Critical Biological Systems Approach Not Scientific

Given the paucity of data that directly address the safety of milk and meat from cloned animals (such as compositional data on meat and milk) and clone progeny compared to that of non-clone comparators and offspring of non-clone comparators, respectively, the FDA used indirect measures of food safety, primarily data on the health of the clones at different life stages.

Use of these indirect measures is justified by a highly questionable and un- scientific framework/assumption—the Critical Biological Systems Approach—which assumes healthy animals must be safe to eat. As FDA states, “the Critical Biological Systems Approach, (CBSA) is based on the hypothesis that a healthy animal is likely to produce safe food products” (FDA, 2006). The CBSA breaks down the life of the animals into 5 developmental stages—gestation and giving birth; perinatal period, juvenile development, reproductive development, post-puberty (e.g. adulthood)—and then looks at the health of the animals at each stage. The CBSA assumes that if an animal has health problems at a early developmental stage and survives to a later developmental stage, then those health problems will often resolve themselves.

This is not a valid approach to evaluating safety. In fact, many diseases, like cancer and diabetes, show up later in life rather than earlier. A particular concern would be if cloned animals looked healthy but carried bacteria that could make human sick, such as Salmonella or E. coli 0157:H7.
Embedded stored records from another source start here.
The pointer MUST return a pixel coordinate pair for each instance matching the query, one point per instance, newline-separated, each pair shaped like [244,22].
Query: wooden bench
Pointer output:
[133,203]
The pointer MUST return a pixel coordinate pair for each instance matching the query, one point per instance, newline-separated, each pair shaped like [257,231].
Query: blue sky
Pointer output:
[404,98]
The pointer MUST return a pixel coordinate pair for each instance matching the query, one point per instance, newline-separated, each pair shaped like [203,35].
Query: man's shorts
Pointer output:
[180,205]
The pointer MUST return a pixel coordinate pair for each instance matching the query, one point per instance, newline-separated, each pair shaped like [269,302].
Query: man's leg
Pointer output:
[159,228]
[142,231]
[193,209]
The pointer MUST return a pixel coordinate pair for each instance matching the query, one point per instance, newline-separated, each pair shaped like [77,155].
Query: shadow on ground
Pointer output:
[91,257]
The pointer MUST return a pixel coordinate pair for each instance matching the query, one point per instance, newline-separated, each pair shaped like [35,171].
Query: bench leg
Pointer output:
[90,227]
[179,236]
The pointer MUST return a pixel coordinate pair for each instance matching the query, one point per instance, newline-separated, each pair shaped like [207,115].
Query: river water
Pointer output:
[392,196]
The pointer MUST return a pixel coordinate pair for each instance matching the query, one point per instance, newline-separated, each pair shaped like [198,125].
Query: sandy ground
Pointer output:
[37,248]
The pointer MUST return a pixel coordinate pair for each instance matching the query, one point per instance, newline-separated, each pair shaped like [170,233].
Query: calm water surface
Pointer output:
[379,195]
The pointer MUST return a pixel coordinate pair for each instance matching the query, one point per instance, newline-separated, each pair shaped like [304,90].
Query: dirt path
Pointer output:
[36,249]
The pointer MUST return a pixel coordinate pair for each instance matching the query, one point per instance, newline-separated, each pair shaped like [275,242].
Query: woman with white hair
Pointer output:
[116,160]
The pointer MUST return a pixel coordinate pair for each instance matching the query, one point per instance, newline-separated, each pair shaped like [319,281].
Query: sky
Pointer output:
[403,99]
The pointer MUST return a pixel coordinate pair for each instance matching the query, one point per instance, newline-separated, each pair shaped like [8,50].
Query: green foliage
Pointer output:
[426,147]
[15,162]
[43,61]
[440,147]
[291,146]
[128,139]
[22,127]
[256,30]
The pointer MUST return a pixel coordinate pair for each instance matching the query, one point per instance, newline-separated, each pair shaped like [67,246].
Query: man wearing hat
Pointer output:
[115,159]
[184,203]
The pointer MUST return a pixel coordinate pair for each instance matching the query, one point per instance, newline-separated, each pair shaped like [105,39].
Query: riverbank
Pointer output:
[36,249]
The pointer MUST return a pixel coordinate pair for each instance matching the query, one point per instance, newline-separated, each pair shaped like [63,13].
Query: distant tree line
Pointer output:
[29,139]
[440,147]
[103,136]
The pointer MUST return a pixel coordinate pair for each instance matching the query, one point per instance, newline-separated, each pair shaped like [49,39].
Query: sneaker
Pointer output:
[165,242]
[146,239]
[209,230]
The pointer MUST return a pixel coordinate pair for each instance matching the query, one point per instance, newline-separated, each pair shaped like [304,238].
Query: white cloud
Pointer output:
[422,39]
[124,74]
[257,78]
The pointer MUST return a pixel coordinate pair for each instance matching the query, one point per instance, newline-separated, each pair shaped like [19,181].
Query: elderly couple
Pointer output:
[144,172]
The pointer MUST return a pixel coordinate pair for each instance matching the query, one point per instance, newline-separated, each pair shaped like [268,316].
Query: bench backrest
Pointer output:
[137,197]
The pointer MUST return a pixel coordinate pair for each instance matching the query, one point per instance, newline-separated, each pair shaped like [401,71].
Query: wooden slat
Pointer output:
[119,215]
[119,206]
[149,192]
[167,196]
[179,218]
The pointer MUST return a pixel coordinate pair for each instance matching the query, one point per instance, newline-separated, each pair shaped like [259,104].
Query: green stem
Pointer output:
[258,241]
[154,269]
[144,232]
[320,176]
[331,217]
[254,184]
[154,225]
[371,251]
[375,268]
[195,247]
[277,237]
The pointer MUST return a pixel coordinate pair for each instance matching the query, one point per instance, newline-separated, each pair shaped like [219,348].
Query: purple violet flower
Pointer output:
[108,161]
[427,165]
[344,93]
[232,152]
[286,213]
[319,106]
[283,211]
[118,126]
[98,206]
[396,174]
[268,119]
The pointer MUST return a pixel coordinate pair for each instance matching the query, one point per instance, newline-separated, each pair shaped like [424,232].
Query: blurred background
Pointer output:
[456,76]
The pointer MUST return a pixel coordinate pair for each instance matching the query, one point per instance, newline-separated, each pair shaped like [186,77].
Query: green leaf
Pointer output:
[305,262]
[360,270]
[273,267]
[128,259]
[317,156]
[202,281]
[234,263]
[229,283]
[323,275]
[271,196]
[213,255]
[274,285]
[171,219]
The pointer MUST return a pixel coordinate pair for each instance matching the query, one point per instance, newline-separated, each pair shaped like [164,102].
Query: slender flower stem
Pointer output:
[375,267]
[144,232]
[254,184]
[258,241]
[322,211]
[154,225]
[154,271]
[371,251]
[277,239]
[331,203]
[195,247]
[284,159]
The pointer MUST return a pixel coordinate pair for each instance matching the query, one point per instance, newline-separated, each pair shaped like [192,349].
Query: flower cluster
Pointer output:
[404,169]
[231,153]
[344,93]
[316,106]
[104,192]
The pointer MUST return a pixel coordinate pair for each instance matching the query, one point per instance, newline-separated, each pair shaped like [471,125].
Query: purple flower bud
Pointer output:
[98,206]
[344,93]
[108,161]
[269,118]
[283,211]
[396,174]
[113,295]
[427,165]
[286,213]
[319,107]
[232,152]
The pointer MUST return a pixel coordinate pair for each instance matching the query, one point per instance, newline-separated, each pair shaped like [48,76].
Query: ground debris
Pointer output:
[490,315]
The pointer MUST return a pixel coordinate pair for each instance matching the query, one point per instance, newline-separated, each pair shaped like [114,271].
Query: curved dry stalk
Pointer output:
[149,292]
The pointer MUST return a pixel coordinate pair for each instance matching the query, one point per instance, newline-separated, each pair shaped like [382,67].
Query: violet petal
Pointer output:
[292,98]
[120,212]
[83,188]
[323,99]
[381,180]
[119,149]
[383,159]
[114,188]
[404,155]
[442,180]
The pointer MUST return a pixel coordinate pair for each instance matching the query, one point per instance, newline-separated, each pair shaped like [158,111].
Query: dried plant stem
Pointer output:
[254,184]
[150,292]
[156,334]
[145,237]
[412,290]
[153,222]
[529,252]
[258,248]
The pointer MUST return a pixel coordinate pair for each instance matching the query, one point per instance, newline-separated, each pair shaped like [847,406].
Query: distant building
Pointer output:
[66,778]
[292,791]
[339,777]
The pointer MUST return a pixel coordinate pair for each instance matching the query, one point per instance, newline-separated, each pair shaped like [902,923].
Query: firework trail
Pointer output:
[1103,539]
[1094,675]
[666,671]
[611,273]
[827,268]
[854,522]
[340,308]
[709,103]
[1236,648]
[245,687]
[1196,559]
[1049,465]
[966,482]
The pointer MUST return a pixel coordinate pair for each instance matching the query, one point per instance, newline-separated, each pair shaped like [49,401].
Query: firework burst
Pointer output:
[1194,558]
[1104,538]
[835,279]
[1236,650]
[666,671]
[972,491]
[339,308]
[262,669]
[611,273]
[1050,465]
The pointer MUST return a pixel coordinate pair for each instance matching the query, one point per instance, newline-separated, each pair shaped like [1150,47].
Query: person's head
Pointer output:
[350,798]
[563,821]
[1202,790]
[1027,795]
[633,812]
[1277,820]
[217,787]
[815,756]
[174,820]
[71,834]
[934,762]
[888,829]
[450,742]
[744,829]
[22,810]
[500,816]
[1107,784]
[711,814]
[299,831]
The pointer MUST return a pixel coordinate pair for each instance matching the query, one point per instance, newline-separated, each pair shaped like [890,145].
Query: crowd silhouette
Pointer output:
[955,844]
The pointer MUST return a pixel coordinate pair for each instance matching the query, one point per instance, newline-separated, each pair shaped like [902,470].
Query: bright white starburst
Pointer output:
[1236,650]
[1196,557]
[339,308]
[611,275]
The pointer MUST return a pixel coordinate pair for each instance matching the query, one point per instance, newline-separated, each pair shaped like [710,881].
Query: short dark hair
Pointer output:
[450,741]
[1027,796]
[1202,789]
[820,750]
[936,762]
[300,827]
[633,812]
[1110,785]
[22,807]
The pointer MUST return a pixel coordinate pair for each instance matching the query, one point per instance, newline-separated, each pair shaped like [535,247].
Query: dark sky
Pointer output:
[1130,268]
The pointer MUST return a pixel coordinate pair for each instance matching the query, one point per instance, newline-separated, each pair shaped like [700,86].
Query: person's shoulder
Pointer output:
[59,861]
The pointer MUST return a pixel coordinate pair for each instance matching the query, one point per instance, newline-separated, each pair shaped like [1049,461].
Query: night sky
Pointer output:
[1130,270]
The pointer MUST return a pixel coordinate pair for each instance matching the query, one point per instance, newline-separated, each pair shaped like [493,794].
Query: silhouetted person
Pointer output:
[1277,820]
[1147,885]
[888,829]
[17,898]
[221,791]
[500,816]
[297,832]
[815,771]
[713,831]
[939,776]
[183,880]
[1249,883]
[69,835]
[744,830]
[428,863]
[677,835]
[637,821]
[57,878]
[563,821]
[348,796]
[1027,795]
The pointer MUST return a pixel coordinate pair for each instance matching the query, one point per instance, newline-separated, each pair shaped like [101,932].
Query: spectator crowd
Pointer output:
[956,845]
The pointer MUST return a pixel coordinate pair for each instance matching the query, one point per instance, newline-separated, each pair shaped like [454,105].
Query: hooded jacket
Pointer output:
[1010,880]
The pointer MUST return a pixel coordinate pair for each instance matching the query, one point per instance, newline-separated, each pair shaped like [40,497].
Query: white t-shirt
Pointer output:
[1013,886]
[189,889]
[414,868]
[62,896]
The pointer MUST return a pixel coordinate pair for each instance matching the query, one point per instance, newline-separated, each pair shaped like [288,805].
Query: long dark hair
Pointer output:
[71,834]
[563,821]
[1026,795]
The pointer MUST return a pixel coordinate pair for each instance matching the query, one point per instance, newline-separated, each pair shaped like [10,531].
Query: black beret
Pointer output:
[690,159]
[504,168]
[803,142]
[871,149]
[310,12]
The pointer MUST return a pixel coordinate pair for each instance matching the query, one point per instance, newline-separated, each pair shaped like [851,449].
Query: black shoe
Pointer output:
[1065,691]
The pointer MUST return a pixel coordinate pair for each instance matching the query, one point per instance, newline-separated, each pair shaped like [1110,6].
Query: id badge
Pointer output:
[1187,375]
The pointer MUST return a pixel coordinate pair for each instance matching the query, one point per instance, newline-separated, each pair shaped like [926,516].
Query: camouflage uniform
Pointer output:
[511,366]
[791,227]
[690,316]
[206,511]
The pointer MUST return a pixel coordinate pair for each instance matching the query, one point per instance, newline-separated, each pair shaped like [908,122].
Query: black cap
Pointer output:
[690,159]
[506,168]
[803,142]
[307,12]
FDA Should Not Assume Unhealthy Animals Removed at Slaughter

A large percentage of clones (a majority in some studies) have such serious birth defects that they do not survive to adulthood. FDA assumes the deformed or sick animals that result from cloning will not enter the food supply because they will be discovered at antemortem inspection. The Risk Assessment therefore need only consider clones that “appear to be healthy” or that are exhibiting subtle health effects. Since the majority of health problems and/or birth defects have been seen in younger animals, the FDA just assumes these animals won’t make it into the human food supply because “local, state, and federal regulations . . . exclude frankly malformed, diseased, and otherwise unhealthy animals from the human food supply” (FDA, 2006). Since FDA excludes these animals from their Risk Assessment, FDA places its emphasis on identifying “subtle health effects” that could have arisen by the process of SCNT cloning.